In 1976, he moved back to California, where he audited classes in oenology at the University of California, Davis. He also studied oenology in France. In 1979, he purchased the historic Far Niente Winery in Oakville, which had been established in 1885 by John Benson, a '49er of the Californian gold rush and uncle of the famous American impressionist painter Winslow Homer. The winery was in disrepair having been abandoned 60 years previously during Prohibition and Nickel spent three years restoring it, including the impressive caves, carved out of solid rock, which he repaired and extended to 40,000 sq ft using a 22-foot English electric-hydraulic drill previously used in coal mines. The caves are now listed on the National Register of Historic Places. Three years later Far Niente pressed its first harvest in six decades.
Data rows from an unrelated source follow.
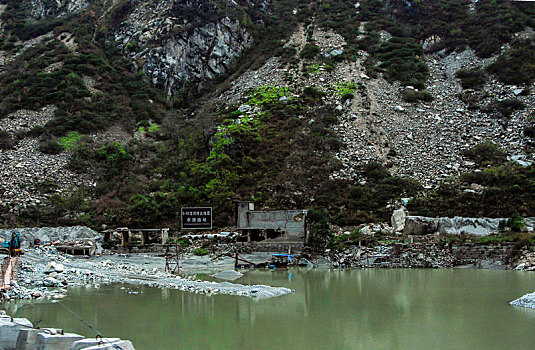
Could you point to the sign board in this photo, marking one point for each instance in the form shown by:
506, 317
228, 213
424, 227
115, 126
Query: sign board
196, 218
In 1992, he started the Dolce Winery, which produced late-harvest dessert wine. With his son, Jeremy Nickel, he started Nickel & Nickel Winery in 1996. The business produced wines from the same vineyard as opposed to blends.

==Personal life==
He was married to Susan Nickel. They had a son.. At the time of his death, he was married to Beth Nickel. A talented amateur vintage car racer, Gil competed internationally and won the FIA European Historic Sportscar Championship in 2000 in his 1964 Lotus 26R. His extensive collection of classic cars is on display at Far Niente.

==Death==
Nickel died of cancer on October 30, 2003, in Oakville, California.

==Legacy==
- In 2011, his son Jeremy sued the other owners of the Far Niente Winery for alleged misconduct.
- The Gil Nickel Humanitarian Award given by the Jonsson Cancer Center Foundation at the University of California, Los Angeles is named in his honor.